妊娠中にトキソプラズマに感染すると、赤ちゃんに先天性の病気が出る可能性がありますので、十分に注意しましょう。
理由2:食べたものが赤ちゃんへ影響するから
妊婦さんが食べたものは赤ちゃんの栄養となり、よくもわるくも赤ちゃんに影響します。
赤ちゃんは妊娠初期から脳や神経など急激に発達していきます。
その発達に欠かせないのが栄養ですので、食べものや飲み物には注意が必要です。
妊娠前は気にせずに食べていたもの、飲み物でも、妊娠中では気をつけなければならないものがあるため、口に入れる前に確認しましょう。
妊娠中に食べてはいけない食事一覧
妊娠中に食べてはいけない食事は多くあります。
厚生労働省HPを参考に一覧にしますので、参考にしてください。
生もの | 生ハム、生肉、加熱していないナチュラルチーズ、生卵、明太子、加熱していない貝類など |
---|---|
アルコール | ビール、ワイン、日本酒、カクテルなど |
【助産師監修】妊娠初期に葉酸を飲まなかったけど大丈夫?赤ちゃんへの影響と今から摂ったほうがいいのかも解説!
妊娠初期に葉酸を飲まなかったらどうなるの?この記事では「葉酸が必要なんて知らなかった」「妊娠に気がついたのが遅くて飲んでいない」という方に向けて、葉酸を摂らないと赤ちゃんにどのような影響があるのか、今からでも摂るべきかなどを解説します。葉酸の重要性や葉酸が多く含まれている食べ物もわかりますよ!
上記の記事では、妊娠初期の葉酸摂取の重要性を分かりやすく解説しています。
葉酸は、妊婦さんにとっていわば「必須」な栄養素です。ぜひチェックしてみましょう!
それではそれぞれなぜ食べてはいけないのかを解説します。
生もの
妊娠中は免疫力が下がっているため、加熱が十分にされていない食事は食中毒を発症するリスクが普段よりも高いです。
食中毒菌(リステリア)
食中毒菌(リステリア)は、ナチュラルチーズ、生ハム、スモークサーモンなど、加熱していない食品や食べる時に加熱しない食品により、食中毒を起こす細菌です。
妊娠中にリステリアに感染すると、早産や流産の原因になる可能性があるため、赤ちゃんへ影響することがあります。
リステリアは、低温でも増殖するため、冷蔵庫に入れていれば安心ということはありません。
普段は加熱せずに問題なく食べられている食品でも、妊娠中はなるべく加熱して食べるようにしましょう。
加熱不十分な肉(寄生虫:トキソプラズマ)
トキソプラズマは加熱不十分な肉や猫のフン、土に含まれていることがあり、口に入ることによって人へ感染します。
- 加熱不十分な肉(ローストビーフやレアの肉)
- ユッケや馬刺しなど
- 生野菜や果物を十分に洗えていない場合
このような場合、トキソプラズマという寄生虫がいる場合があります。
妊娠中に初めてトキソプラズマに感染すると、流産や死産を引き起こしたり、赤ちゃんの頭の病気である水頭症など、先天性トキソプラズマ感染症になることがあります。
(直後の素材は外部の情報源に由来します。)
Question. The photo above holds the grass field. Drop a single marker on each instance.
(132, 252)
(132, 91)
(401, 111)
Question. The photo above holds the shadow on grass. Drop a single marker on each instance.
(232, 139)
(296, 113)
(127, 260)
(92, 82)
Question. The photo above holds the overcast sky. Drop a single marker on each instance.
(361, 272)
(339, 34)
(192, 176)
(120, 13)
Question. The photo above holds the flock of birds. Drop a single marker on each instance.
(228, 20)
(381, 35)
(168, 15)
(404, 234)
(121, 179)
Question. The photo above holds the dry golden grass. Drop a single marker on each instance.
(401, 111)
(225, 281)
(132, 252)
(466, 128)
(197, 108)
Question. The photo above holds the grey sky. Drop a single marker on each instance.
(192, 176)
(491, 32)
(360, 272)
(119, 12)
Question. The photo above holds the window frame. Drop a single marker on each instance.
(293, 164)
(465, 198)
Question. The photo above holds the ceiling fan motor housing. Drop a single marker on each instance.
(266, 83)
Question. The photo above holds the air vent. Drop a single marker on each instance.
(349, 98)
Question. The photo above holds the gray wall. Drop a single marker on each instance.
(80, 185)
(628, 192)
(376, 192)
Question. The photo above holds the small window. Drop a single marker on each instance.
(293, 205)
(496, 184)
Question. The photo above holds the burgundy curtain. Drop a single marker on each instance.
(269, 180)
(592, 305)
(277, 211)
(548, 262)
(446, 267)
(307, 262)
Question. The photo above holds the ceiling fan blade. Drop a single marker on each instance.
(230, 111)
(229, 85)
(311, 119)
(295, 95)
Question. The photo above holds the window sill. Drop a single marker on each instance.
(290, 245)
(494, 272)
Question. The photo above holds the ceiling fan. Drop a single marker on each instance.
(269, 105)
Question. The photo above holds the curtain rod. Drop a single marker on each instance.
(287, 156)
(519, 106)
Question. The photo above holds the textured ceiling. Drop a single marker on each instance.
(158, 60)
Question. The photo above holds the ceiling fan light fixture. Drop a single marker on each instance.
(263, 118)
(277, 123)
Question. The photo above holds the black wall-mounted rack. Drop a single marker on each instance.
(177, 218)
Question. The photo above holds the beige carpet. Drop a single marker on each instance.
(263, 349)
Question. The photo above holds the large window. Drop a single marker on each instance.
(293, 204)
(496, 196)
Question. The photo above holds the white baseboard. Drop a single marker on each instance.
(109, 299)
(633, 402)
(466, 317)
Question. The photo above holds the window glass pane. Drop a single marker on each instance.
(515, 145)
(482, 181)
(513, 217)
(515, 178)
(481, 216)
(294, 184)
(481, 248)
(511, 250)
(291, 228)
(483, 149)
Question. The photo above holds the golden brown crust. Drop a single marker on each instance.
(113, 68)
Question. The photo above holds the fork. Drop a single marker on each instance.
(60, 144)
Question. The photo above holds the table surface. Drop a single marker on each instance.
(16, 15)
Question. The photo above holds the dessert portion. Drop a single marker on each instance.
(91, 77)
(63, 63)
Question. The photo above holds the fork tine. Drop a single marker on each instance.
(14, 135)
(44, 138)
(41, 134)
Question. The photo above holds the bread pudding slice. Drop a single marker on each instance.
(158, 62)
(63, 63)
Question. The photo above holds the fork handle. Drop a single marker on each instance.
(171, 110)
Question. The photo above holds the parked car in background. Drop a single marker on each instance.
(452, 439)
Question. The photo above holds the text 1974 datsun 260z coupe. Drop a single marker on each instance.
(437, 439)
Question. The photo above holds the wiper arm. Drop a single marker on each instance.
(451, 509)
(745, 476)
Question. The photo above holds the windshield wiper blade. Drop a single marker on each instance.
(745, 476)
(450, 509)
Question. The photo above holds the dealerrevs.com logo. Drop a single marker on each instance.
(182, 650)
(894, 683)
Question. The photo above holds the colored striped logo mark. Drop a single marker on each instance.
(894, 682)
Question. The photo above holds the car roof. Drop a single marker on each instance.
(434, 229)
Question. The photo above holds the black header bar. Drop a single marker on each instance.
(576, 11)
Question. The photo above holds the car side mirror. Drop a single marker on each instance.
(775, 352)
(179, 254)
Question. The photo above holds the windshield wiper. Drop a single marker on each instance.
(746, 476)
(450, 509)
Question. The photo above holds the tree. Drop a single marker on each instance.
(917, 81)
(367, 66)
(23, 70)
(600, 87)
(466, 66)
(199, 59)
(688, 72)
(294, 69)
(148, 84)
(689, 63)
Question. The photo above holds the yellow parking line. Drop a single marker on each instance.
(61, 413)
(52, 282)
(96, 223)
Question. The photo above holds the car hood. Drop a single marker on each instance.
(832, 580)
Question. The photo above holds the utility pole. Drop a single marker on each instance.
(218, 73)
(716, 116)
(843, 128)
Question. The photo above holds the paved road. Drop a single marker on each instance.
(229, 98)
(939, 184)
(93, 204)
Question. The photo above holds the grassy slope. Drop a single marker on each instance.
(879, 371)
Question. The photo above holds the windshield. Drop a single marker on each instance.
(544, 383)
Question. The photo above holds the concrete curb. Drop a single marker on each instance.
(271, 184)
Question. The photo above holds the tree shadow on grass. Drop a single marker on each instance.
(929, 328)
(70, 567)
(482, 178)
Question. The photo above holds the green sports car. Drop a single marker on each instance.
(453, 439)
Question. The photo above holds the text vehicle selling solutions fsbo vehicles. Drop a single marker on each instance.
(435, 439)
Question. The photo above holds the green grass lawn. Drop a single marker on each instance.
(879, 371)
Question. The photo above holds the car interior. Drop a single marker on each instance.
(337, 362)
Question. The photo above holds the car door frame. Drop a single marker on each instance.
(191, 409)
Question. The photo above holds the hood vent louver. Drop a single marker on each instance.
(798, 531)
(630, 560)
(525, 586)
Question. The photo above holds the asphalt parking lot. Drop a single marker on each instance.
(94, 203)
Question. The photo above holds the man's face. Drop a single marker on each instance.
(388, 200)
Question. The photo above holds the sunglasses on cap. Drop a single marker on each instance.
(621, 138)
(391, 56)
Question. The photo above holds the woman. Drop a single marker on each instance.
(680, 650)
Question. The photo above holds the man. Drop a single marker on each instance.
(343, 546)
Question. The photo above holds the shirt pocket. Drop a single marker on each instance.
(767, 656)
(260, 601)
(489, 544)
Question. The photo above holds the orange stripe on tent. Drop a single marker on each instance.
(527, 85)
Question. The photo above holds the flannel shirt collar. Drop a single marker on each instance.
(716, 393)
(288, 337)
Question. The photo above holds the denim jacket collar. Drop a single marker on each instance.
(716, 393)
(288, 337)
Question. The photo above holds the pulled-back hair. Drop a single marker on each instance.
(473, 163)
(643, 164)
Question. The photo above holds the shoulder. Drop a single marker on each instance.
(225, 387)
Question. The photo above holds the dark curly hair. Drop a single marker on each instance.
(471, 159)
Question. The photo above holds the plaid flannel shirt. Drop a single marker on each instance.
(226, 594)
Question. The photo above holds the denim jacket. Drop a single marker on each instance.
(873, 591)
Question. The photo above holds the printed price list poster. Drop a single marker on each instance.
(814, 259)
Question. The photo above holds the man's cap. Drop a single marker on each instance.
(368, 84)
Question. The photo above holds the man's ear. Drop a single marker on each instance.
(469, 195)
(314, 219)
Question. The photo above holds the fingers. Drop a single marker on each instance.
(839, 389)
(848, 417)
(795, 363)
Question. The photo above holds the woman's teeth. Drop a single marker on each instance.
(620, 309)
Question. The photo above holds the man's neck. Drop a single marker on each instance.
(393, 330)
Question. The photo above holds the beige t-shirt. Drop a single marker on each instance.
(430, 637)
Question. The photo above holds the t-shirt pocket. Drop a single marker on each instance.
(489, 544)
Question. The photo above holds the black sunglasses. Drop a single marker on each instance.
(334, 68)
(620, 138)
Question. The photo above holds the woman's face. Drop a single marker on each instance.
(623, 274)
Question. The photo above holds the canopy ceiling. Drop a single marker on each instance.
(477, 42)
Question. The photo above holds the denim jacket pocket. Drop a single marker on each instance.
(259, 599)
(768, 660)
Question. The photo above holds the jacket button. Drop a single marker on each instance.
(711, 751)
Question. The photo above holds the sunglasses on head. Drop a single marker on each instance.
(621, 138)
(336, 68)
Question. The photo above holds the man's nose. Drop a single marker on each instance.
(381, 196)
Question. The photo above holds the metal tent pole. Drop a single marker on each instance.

そのため、調理前には、しっかり手洗いをして、食材は十分に洗い、生肉を切ったまな板などの料理器具はしっかりと洗うようにしましょう。
また飼い猫と接触したあとは、手洗いをしっかりしてから調理してください。
飼い猫の糞尿処理やガーデニングは、手袋を着用するか、家族にお願いすると安心ですよ。
アルコール
アルコールは胎盤を通して、赤ちゃんへと移行します。
そんなアルコールは、流産や早産につながることが指摘されていて、他にも赤ちゃんの奇形につながる可能性が指摘されています。
妊娠がわかったら、すぐにアルコールはやめましょう。
少量など、量を調整すれば食べてもOKな食事一覧
食べる量に気をつければ、とってもいい食事もあります。
妊娠中は食事だけでなくさまざまな制限があるため、あれこれと制限してしまうとつらくなってしまいます。
食べすぎないように注意して食事してくださいね。
水銀を多く含む魚 | キダイ、マカジキ、ミナミマグロ、金目鯛、メバチ、本マグロ、メカジキなど |
---|---|
ビタミンAを多く含むもの | レバー、うなぎ、ホタルイカなど |
カフェイン | コーヒー、紅茶、烏龍茶、エナジードリンク、栄養ドリンク |
ヨウ素を含むもの | 昆布、わかめ、ひじきなど |
それぞれなぜ摂取量に注意が必要か解説します。
水銀を多く含む魚
魚は良質なタンパク質や血管障害の予防やアレルギー反応を抑制する作用があるDHA、EPAを多く含み、カルシウムも含まれ、重要な食材です。
妊娠中もバランスのいい食事には欠かせません。
しかし、魚の一部には、自然界に存在する水銀が食物連鎖によって、取り込まれているものがあります。
そのため、食物連鎖の上位にいる大きな魚を食べるときには、注意が必要とされています。
妊娠中にメチル水銀を多くとると、赤ちゃんの神経系の発達に悪影響が出る場合があるので、妊娠中の大型の魚を食べる場合には、注意が必要です。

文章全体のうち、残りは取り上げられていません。